The media watch group FAIR (where I'm an associate) has performed a public service in the latest edition of its magazine Extra. The organization's activism director, Peter Hart, drew on FAIR's extensive research to assemble a sample of notable quotations from media cheerleading for the Iraq invasion.
One of the earliest quotes to merit special attention came from ace New York Times reporter – and chronic Pentagon promoter – Michael Gordon. In a CNN appearance on March 25, 2003, just a few days into the invasion, Gordon gave his easy blessing to the invaders' bombing of Iraqi TV.
Gordon cited "what I've seen of Iraqi television, with Saddam Hussein presenting propaganda to his people and showing off the Apache helicopter and claiming a farmer shot it down and trying to persuade his own public that he was really in charge, when we're trying to send the exact opposite message" – and so, the Times reporter went on, Iraqi TV was "an appropriate target."
Let's unpack Gordon's rationale for a military attack on Iraqi broadcasters: They presented propaganda to viewers, aired triumphal images, and touted the authority of the top man in the government, while an adversary was "trying to send the exact opposite message." By those standards, Iraqis would have been justified in targeting any one of the American cable news networks, most especially Fox News Channel.
Hart – who is author of the book The Oh Really? Factor: Unspinning Fox News Channel's Bill O'Reilly – includes some quotes from Fox in his collection of war-crazed statements from media. For instance, soon after the invasion began, Fox News commentator Fred Barnes declared: "The American public knows how important this war is, and is not as casualty sensitive as the weenies in the American press are." (Unsurpassed bravery is a common denominator of rabid hawks in stateside TV studios.) But many of Hart's examples are from U.S. media outlets with reputations for judicious professional journalism.
On NBC News, Brian Williams was singing from the choir book provided by U.S. officials. "They are calling this the cleanest war in all of military history," Williams said on April 2, 2003. "They stress they're fighting a regime and not the people, using smart bombs, not dumb, older munitions.
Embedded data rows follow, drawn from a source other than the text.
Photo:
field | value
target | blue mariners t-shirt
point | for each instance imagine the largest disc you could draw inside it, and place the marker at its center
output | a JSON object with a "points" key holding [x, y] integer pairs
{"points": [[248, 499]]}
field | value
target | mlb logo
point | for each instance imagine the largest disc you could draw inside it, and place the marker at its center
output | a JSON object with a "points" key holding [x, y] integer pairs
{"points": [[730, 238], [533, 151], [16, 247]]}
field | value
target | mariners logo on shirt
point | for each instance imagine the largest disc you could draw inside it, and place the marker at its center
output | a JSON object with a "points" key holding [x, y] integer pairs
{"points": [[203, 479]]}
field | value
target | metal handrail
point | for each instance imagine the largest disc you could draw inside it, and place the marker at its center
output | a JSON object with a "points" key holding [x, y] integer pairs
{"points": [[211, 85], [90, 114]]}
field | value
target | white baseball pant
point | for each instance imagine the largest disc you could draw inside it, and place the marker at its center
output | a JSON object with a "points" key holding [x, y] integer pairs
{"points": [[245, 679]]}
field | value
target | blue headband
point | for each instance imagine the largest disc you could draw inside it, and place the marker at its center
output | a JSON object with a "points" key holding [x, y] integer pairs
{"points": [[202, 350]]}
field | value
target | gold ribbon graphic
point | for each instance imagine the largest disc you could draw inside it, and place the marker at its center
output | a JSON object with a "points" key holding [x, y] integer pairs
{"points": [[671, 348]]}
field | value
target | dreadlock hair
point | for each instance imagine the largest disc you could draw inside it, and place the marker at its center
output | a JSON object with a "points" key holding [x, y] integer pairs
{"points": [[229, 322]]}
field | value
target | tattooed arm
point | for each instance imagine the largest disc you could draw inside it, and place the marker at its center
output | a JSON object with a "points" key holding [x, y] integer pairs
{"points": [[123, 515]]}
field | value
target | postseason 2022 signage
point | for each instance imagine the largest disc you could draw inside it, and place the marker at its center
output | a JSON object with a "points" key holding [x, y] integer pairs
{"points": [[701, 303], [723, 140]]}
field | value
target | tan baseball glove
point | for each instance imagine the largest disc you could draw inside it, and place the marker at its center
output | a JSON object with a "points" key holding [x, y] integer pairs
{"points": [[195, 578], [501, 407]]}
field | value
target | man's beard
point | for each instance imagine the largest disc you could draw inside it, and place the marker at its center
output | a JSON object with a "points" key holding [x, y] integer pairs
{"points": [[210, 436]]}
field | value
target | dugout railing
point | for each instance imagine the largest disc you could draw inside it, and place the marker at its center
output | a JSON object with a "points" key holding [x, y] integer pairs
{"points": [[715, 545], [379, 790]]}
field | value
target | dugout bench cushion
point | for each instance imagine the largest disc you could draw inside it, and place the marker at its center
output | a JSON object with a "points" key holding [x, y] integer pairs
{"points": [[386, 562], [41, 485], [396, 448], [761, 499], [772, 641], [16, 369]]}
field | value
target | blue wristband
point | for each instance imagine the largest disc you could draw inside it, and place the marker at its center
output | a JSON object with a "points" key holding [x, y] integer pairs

But there have been and will be accidents. … And there's a new weapon in this war: Arab media, especially al-Jazeera. It's on all the time, and unlike American media, it hardly reflects the Pentagon line. Its critics say it accentuates civilian casualties and provokes outrage on the Arab street."
The next day, on the same network, Williams' colleague Katie Couric was more succinct in her fawning. Viewers of the Today program listened as she interviewed a U.S. military official and exclaimed: "Thank you for coming on the show. And I want to add, I think the Special Forces rock!"
A week later, on MSNBC, the hardballer Chris Matthews was swept up in beach-ball euphoria as America's armed forces toppled the Saddam regime. "We're all neocons now," Matthews exulted.
At the start of May 2003, when President Bush zoomed onto an aircraft carrier and stood near a "Mission Accomplished" banner, Lou Dobbs was quick to tell CNN viewers: "He looked like an alternatively commander in chief, rock star, movie star, and one of the guys."
On the same day, journalist Matthews assumed the royal "we" – and, in the opportunistic process, blew with the prevailing wind. "We're proud of our president," he said. "Americans love having a guy as president, a guy who has a little swagger, who's physical, who's not a complicated guy like Clinton or even like Dukakis or Mondale, all those guys, McGovern. They want a guy who's president. Women like a guy who's president. Check it out. The women like this war. I think we like having a hero as our president. It's simple." All too simple.
Perhaps no journalist was more shameless in echoing President Bush's fatuous claims about the invasion than Christopher Hitchens.
"Many Iraqis can hear me tonight in a translated radio broadcast, and I have a message for them: If we must begin a military campaign, it will be directed against the lawless men who rule your country and not against you," Bush said on March 17, 2003.
The next day, Hitchens came out with an essay declaring that "the Defense Department has evolved highly selective and accurate munitions that can sharply reduce the need to take or receive casualties. The predictions of widespread mayhem turned out to be false last time – when the weapons [in the Gulf War] were nothing like so accurate." And, Hitchens proclaimed, "it can now be proposed as a practical matter that one is able to fight against a regime and not a people or a nation."
More than four years – and at least several hundred thousand Iraqi civilian deaths – later, the most reliable epidemiology available confirms that those claims were more than misleading. They were fundamentally out of touch with human reality.
If you had engaged in such cheerleading for the launch of the Iraq war in early 2003, by now you might also be eager to change the subject and argue about God.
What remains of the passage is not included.